Il a caressé ma main avec son pouce. « Laisse-moi être celui qui te rendra le sourire. Sors avec moi, Jeanne. Pour de vrai, cette fois. »
Mon cœur battait la chamade. J'étais partagée entre la méfiance née de la trahison passée et le besoin désespéré de croire à ce conte de fées. Il m'avait sauvée. Il prenait soin de moi. Il disait m'aimer.
Peut-être que les gens pouvaient changer. Peut-être qu'il méritait une seconde chance. Peut-être que je méritais, moi aussi, un peu de bonheur.

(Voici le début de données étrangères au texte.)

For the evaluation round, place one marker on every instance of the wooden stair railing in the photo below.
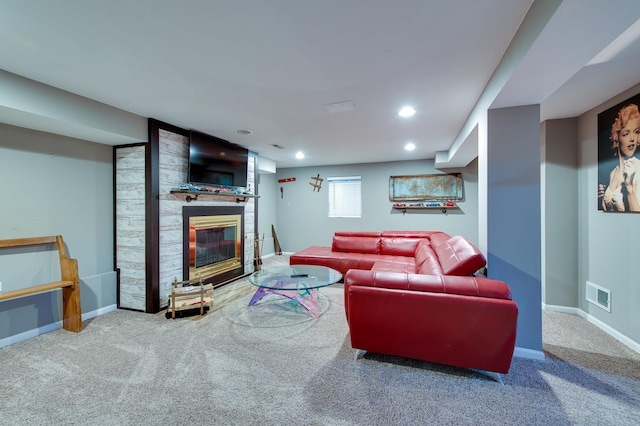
(69, 282)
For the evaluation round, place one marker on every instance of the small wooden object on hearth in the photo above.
(190, 295)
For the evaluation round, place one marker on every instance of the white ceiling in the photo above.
(271, 66)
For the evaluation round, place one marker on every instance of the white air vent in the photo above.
(599, 296)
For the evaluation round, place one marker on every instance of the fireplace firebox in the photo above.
(213, 243)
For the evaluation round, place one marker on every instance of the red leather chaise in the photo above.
(414, 294)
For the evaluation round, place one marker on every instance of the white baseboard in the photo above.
(604, 327)
(97, 312)
(29, 334)
(528, 353)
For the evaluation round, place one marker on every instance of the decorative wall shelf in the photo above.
(442, 207)
(193, 195)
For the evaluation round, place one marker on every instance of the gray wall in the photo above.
(266, 210)
(303, 214)
(560, 206)
(608, 254)
(53, 185)
(513, 224)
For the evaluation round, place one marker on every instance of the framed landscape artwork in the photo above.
(618, 157)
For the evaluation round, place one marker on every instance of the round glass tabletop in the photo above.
(295, 277)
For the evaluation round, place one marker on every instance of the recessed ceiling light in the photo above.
(406, 112)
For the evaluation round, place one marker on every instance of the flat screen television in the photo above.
(217, 162)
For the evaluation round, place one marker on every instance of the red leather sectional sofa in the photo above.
(413, 294)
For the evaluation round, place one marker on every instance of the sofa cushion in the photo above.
(356, 244)
(438, 238)
(457, 256)
(430, 266)
(398, 246)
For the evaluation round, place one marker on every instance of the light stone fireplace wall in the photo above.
(130, 217)
(130, 225)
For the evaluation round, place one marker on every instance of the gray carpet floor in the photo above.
(273, 364)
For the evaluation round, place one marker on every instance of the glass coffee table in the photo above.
(297, 282)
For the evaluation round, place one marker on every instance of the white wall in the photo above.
(53, 185)
(303, 214)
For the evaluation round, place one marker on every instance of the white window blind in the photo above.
(345, 196)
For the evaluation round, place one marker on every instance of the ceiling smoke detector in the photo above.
(339, 107)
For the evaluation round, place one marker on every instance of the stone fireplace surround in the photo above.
(148, 217)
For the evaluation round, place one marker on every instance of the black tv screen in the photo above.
(215, 161)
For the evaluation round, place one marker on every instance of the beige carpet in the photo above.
(273, 364)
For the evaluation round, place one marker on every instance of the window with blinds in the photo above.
(345, 198)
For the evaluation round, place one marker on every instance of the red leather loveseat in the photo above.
(413, 294)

J'ai hoché la tête, un faible sourire aux lèvres. « D'accord, Antoine. »
Son visage s'est illuminé d'un soulagement et d'une joie qui semblaient si authentiques. Il s'est penché et a déposé un baiser doux et hésitant sur mes lèvres.
Les semaines suivantes ont été idylliques. J'ai eu l'impression de vivre un rêve. Il était le petit ami parfait. Attentif, généreux, intelligent. Il m'a aidée à surmonter mon traumatisme. Avec lui, je me sentais en sécurité. Je me sentais aimée. Je commençais à croire en un avenir possible, un avenir où je pourrais être heureuse à ses côtés. Ma mère elle-même, d'abord méfiante, a fini par être conquise par sa dévotion.

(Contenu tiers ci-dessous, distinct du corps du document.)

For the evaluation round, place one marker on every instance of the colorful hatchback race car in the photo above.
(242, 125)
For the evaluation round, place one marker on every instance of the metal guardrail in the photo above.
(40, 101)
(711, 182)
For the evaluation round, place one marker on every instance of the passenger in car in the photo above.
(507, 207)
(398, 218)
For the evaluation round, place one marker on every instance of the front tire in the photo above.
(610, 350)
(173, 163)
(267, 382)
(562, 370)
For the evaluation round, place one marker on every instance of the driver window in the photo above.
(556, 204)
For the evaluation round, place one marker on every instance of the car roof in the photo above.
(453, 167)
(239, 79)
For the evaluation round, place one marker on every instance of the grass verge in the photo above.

Nous étions devenus le couple dont tout le monde parlait. La princesse déchue et son prince charmant qui l'avait sauvée. Même Marc et Lucas, quand nous les croisions, nous regardaient avec un mélange de jalousie et de respect. J'avais gagné. J'avais trouvé l'amour, et j'avais prouvé à tous qu'ils avaient eu tort.
Un soir, Antoine m'a invitée à une soirée chez Marc. « Il est temps de leur montrer que nous sommes sérieux, » avait-il dit.
J'étais nerveuse, mais sa main dans la mienne me donnait de la force. Pendant la soirée, je suis allée aux toilettes. En revenant, j'ai entendu des voix provenant du balcon. Celles de Marc et d'Antoine. Je me suis arrêtée, cachée derrière une plante verte.
« Alors, Antoine, je dois l'admettre, tu es impressionnant, » disait Marc. « Tu as vraiment joué le grand jeu. Le sauvetage, les soins, la déclaration d'amour... C'est du grand art. »
Le cœur battant, j'ai tendu l'oreille.
La réponse d'Antoine a été un rire froid, un rire que je ne lui avais pas entendu depuis longtemps.
« Qu'est-ce que tu crois ? Je t'avais bien dit que je pouvais la récupérer en moins de deux mois. Tu me dois 100 000 euros. »
Un silence. Puis la voix de Marc, incrédule.
« Attends... Tu veux dire que tout ça... l'enlèvement, le sauvetage... tout faisait partie d'un autre pari ? »
« Pas tout à fait, » a corrigé Antoine, sa voix empreinte d'une suffisance glaciale. « L'enlèvement était une coïncidence heureuse. J'ai juste saisi l'opportunité. C'était bien plus efficace que des fleurs et des poèmes, tu ne trouves pas ? Une demoiselle en détresse est tellement plus facile à séduire. Surtout quand elle est déjà un peu brisée. »
Le sol s'est dérobé sous mes pieds. L'air m'a manqué. Chaque mot était un coup de poignard. Chaque souvenir heureux des dernières semaines s'est transformé en une farce cruelle.
Le pari. C'était encore et toujours un pari.